Sharing Knowledge – The Holocaust in Ukraine

The end of the Cold War prompted a reinvestigation of the Holocaust and the Second World War. Access to previously closed archives made possible unexpected discoveries, setting a course that continues to influence research to this day.

The newly acquired knowledge is now being incorporated into training programs and seminars for teachers and pupils offered by the Ukrainian Center for Holocaust Studies (UCHS). These programs and seminars are designed to teach basic knowledge about the Holocaust and to facilitate deeper engagement with specific topics, especially the history of the five places chosen for the Protecting Memory project: Bakhiv, Kysylyn, Ostrozhets, Prokhid, and Rava-Ruska. Eye-witness accounts help to explain to the local population how the mass graves came into being and who is buried there. Growing awareness about the mass graves inspires people to take care of individual memorial sites.
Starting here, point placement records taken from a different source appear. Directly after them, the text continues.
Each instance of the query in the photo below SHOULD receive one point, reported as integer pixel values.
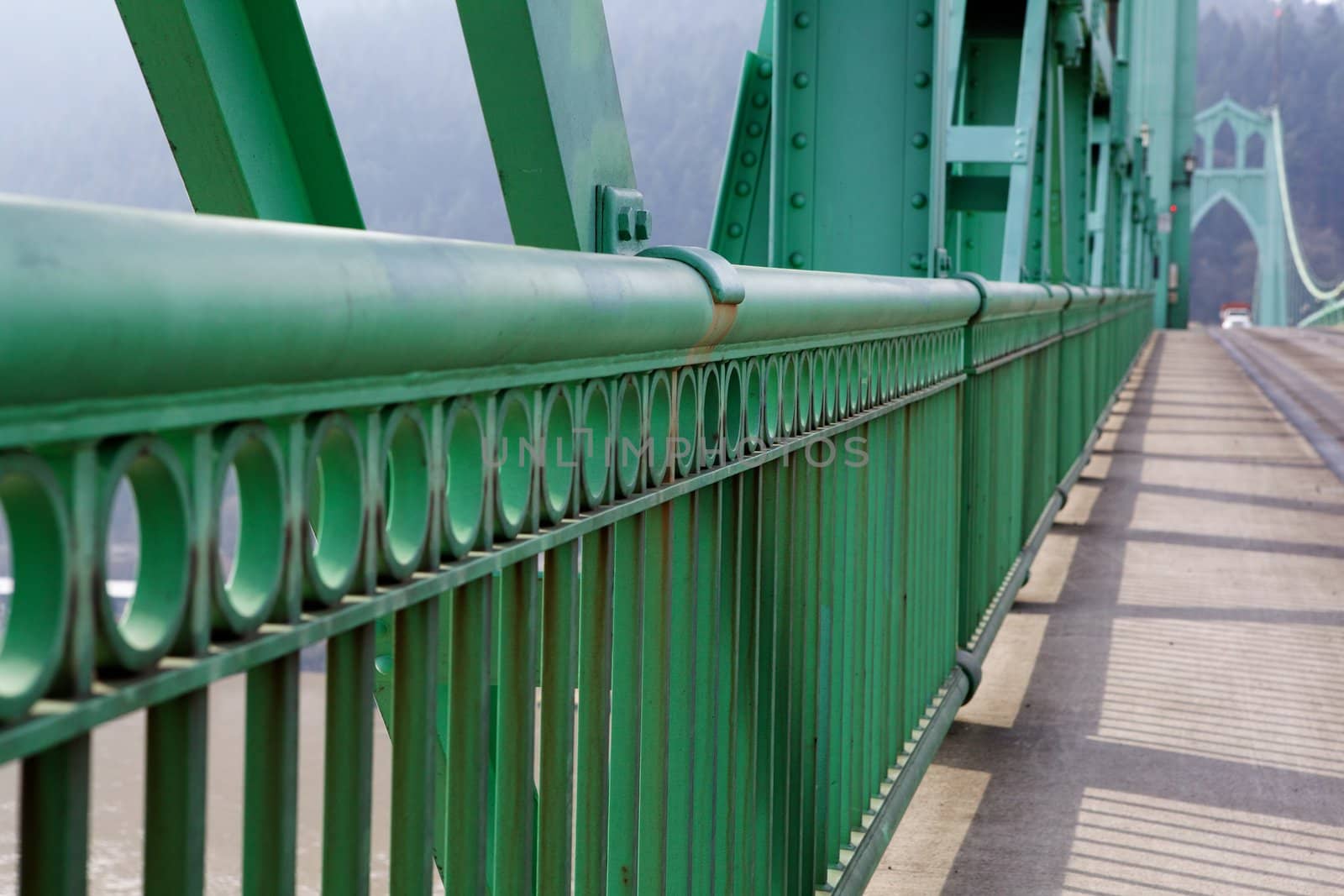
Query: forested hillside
(1236, 47)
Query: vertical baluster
(595, 712)
(746, 687)
(515, 793)
(705, 560)
(467, 799)
(270, 785)
(54, 821)
(349, 762)
(725, 644)
(414, 667)
(627, 663)
(175, 794)
(654, 711)
(680, 819)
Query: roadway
(1163, 710)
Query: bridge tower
(1253, 191)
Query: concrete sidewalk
(1164, 707)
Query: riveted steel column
(548, 87)
(242, 107)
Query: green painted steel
(548, 86)
(756, 685)
(663, 573)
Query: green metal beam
(1021, 181)
(242, 107)
(548, 86)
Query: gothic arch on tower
(1250, 190)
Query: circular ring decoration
(711, 418)
(558, 468)
(333, 508)
(732, 411)
(39, 542)
(464, 479)
(512, 464)
(773, 422)
(405, 490)
(596, 448)
(687, 421)
(662, 448)
(147, 627)
(244, 598)
(754, 407)
(628, 445)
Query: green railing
(737, 533)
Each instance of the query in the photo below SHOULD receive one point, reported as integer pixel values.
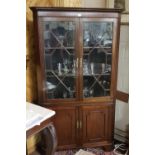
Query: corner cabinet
(77, 57)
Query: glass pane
(59, 53)
(97, 58)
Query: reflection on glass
(97, 56)
(59, 53)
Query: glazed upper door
(97, 36)
(59, 37)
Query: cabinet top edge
(117, 10)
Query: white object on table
(35, 115)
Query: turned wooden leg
(49, 140)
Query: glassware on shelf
(91, 92)
(86, 92)
(50, 86)
(103, 67)
(85, 67)
(64, 94)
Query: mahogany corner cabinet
(77, 60)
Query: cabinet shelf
(58, 48)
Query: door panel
(97, 123)
(97, 57)
(65, 124)
(59, 37)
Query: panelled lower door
(66, 125)
(96, 124)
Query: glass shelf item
(59, 55)
(97, 58)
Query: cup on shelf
(92, 67)
(103, 67)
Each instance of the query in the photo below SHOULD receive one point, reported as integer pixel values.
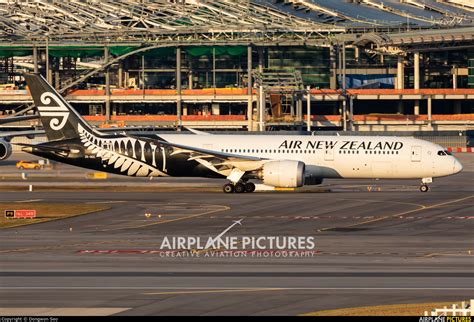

The seminars are oriented toward teaching the history of the Holocaust with special attention given to multiethnic local history and Jewish-Christian relations, as well as issues of commemoration and remembrance. Working groups of seminar participants, assisted by historians, research the history of Jewish communities and the Holocaust. Their findings are used to develop projects that the seminar participants implement together with pupils in their hometowns.

To support the training program, the UCHS published a Ukrainian-language handbook, History of the Holocaust: Education and Remembrance, which has already appeared in several editions. In addition, the UCHS has compiled a collection of survivor testimonies and interviews, which is based on its own research as well as that of the Berlin-based historians working on the Protecting Memory project. Eyewitness Interviews conducted by Yahad-In Unum were also used.

The education program and accompanying pedagogical activities are carried out by the UCHS in cooperation with local teachers’ associations and with the approval of the Ukrainian Ministry of Education.